Optimizing a deploy to go from ~8 minutes to ~14 seconds

As you may know, I have an alternative rock podcast called triceratops show. Its stack is pretty simple: a static website using hugo. Posts are created via Netlify CMS, which triggers a pipeline that builds the app and deploys to s3.

I noticed deploys were getting pretty slow. 5, 6, 7 minutes and sometimes even 8. It didn’t make sense, since building locally is pretty fast, and pushing to s3 should be fast, since most files won’t change.

So I decided to investigate.

First step was to run hugo deploy with --dryRun and a bunch of debug/log flags (why so many I wonder?):

1
hugo deploy --log --verbose --verboseLog --debug --maxDeletes 0 --dryRun

As you can imagine, logs were pretty verbose, but I managed to notice that certain XML files didn’t need to be uploaded, but their HTML versions did

1
2
DEBUG 2023/03/04 15:02:56 artistas/melvins/index.html needs to be uploaded: size differs
DEBUG 2023/03/04 15:02:56 artistas/melvins/index.xml exists at target and does not need to be uploaded

However, the file itself is pretty small (~2kB), so that shouldn’t account for all the slowness

1
[DRY RUN] Would upload: artistas/melvins/index.html (2.0 kB, Content-Encoding: "gzip", Content-Type: "text/html"): size differs

I decided to profile hugo to see if the CPU was doing anything unexpected. So I cloned hugo, installed the pyroscope agent and told to upload to Pyroscope Cloud. I just put to run anywhere in the commands/deploy.go file:

1
2
3
4
5
pyroscope.Start(pyroscope.Config{
  ApplicationName: "hugo.debug",
  ServerAddress:   "https://ingest.pyroscope.cloud",
  AuthToken:       "MY_AUTH_KEY",
})

Pyroscope CPU profile showed me that most of the work was being done in the deploy.walkRemote function, mostly reading (s3blob.Read) and calculating the hash (cripto/md5.Write). What for?

I took that as a clue and started looking into hugo’s sourcecode.

I saw that it first checked the file’s MD5 hash, and if doesn’t exist, it reads the file and compute the hash.

https://github.com/gohugoio/hugo/blob/32ea40aa82736d33aebac246c2552d1342988d9d/deploy/deploy.go#L573-L603

The hash may come from the blob storage itself, or via a metaMd5Hash metadata field, set on upload.

https://github.com/gohugoio/hugo/blob/32ea40aa82736d33aebac246c2552d1342988d9d/deploy/deploy.go#L320

Assuming the worse, I sprinkled some log messages and figured that mp3 files were the ones being downloaded and their hash computed.

Why does hugo need to know about these mp3 files? Well, it checks the files that are local and in the remote, so that it can figure out if any files need to be deleted. If it only taken the local files into account, a file that was previously deployed but doesn’t exist anymore would have been kept!
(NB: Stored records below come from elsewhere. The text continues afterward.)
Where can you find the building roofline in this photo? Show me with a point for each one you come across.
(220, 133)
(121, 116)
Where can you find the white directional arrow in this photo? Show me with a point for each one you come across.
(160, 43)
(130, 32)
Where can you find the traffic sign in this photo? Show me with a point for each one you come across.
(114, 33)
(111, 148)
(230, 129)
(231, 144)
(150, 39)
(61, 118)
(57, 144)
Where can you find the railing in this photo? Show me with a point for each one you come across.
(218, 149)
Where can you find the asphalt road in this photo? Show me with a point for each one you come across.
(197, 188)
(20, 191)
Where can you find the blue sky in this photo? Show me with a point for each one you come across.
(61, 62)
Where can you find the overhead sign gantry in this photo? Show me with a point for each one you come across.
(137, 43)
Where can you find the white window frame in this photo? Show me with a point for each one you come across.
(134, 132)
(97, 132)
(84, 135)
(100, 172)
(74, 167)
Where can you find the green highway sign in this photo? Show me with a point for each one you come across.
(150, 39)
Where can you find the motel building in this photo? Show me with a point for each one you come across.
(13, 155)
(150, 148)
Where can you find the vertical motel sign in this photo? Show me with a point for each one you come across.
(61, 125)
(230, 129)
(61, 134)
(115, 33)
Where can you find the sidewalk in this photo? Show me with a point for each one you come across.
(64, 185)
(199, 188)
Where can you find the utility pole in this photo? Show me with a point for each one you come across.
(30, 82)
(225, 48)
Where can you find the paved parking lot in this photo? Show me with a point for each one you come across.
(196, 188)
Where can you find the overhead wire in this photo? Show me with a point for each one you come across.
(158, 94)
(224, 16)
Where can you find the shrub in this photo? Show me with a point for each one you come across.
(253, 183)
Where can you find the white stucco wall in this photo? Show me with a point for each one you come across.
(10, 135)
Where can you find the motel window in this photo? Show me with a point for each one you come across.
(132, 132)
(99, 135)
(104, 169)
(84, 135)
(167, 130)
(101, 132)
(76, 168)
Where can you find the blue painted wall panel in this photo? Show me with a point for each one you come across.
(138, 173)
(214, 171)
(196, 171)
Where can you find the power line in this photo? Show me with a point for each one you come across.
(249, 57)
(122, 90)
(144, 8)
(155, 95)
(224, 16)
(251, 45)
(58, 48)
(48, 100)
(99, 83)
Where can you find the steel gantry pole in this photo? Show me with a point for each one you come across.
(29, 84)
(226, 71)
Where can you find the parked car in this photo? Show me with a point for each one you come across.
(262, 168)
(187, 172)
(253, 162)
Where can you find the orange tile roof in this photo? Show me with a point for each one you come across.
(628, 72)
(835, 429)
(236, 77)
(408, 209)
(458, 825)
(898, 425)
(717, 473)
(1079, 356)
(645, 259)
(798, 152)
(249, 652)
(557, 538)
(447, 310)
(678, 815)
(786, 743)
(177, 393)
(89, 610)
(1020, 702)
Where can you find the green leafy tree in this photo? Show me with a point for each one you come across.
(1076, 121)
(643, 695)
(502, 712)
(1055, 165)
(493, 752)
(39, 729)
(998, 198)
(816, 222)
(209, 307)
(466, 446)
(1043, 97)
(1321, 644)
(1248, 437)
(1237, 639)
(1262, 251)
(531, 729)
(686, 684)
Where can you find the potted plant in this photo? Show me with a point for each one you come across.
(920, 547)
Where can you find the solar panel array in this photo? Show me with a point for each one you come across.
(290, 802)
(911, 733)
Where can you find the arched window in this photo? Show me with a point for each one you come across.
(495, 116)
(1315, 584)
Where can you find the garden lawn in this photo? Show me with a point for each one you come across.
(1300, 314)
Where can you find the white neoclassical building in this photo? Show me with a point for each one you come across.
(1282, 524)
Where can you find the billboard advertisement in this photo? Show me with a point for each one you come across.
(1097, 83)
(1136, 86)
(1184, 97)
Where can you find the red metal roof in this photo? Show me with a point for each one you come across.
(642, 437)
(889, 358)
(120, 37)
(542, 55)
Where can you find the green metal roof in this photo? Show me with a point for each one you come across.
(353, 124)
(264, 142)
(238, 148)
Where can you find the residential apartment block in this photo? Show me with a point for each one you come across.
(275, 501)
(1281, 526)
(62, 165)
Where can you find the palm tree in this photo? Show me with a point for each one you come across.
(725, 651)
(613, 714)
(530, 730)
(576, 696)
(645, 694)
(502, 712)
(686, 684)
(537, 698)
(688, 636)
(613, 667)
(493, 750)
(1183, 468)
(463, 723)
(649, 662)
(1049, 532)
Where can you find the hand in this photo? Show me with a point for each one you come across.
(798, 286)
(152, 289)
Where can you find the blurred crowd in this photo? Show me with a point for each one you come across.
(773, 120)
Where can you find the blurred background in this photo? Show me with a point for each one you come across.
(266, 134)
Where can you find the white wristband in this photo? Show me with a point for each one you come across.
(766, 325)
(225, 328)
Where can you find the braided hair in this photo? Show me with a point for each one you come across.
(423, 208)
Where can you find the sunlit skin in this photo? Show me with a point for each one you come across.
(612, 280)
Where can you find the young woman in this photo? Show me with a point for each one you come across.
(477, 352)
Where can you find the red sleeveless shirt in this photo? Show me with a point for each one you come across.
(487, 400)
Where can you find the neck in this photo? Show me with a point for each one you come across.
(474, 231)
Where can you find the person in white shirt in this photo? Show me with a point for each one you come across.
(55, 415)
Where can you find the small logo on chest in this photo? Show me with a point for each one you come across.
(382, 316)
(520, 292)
Anyway, the thing is, I don’t need that to happen at all, since mp3 files are not in git, so they are uploaded via a completely different workflow. I updated my hugo config file to simply ignore mp3 (and mp4) files:

1
2
3
4
5
6
deployment:
  targets:
    (...)

    # exclude mp3 since they are uploaded manually
    exclude: "**.{mp3,mp4}"

The last thing was figuring out why html files didn’t match:

1
[DRY RUN] Would upload: episodios/17/index.html (14 kB, Content-Type: "text/html"): size differs

I first thought it was because my files were being built without minified, but uploaded a minified version. Then I thought it was due to gzip (maybe different versions) computing different sizes.

Upon inspecting the html from both the deployed version and locally, I realized I was baking the GIT_SHA in each file. Of course it would change with every commit!

So I removed that, pushed, and now my deploys only take ~14 seconds!

The final profile still looks pretty similar, except for the time spent, so I won’t bore you.

There are still one question, like why doesn’t S3 return the MD5 for my mp3 files? In their docs they have

The ETag might or might not be an MD5 digest of the object data. Whether or not it is depends on how the object was created and how it is encrypted, as follows:

  • (…)
  • Objects created by either the Multipart Upload or Upload Part Copy operation have ETags that are not MD5 digests, regardless of the method of encryption.

Source: https://docs.aws.amazon.com/AmazonS3/latest/API/RESTCommonResponseHeaders.html

So since I upload via the AWS Console, maybe it uses multi-part upload?

In any case it doesn’t change my solution, none of this work even needs to be done, since mp3 files are part of a completely different workflow.